I keep returning to the Cantillon Effect because it captures something essential about this moment. New money, new technology, new capability, it never enters the system evenly. Those closest to the source benefit first and most. Those furthest away pay the price. In the original Cantillon observation, Spanish merchants near the ports got rich while inland peasants got poorer. In the AI version, the venture capitalists, the early employees with equity, the compute providers, and the executives who can report labor cost savings to their boards get rich. The people whose labor is being automated get nothing except the opportunity to compete for fewer and worse jobs.
The question every person working in AI needs to ask themselves is simple enough. Is the thing I am building designed to help people do their work better, or is it designed to make people unnecessary?
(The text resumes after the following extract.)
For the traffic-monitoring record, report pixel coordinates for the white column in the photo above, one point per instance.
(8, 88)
Am I creating tools that extend human capability, or am I building systems that concentrate wealth upward while destroying livelihoods downward? Am I doing humanity a service, or am I helping to destroy it for a paycheck?
The honest answer, for the majority of people working in AI today, is uncomfortable. The industry does not like to frame it this way. It prefers words like efficiency, optimization, and scale. It talks about freeing people from drudgery and unlocking human potential. When 97 percent of enterprise API usage follows automation dominant patterns, when the single largest spending category is tools to reduce headcount, when the executives surveyed by McKinsey say service operations is where they plan to cut people first, the language of liberation starts to sound like the language of something else entirely.
I do not have a clean answer for what to do with this realization. I can tell you what I think. I think every person working in AI should look honestly at the product they are building and ask whether it passes the test. Does this help people, or does this replace people? And if the answer is that it replaces people, in an era when no institution is prepared to catch the people who fall, then you should understand clearly what you are participating in. You may decide the paycheck is worth it. You may decide that the abstract future benefits outweigh the concrete present harms. But you should not pretend the question does not exist, and you should not let the industry's marketing language obscure what is actually happening.
The 1,100 people working on AI safety are doing morally defensible work. The researchers building diagnostic tools that help doctors catch cancer earlier are doing morally defensible work. The engineers building screen readers and communication devices for disabled people are doing morally defensible work. The scientists using AI to model protein folding and climate systems and earthquake prediction are doing morally defensible work.
The rest of us owe ourselves an honest accounting.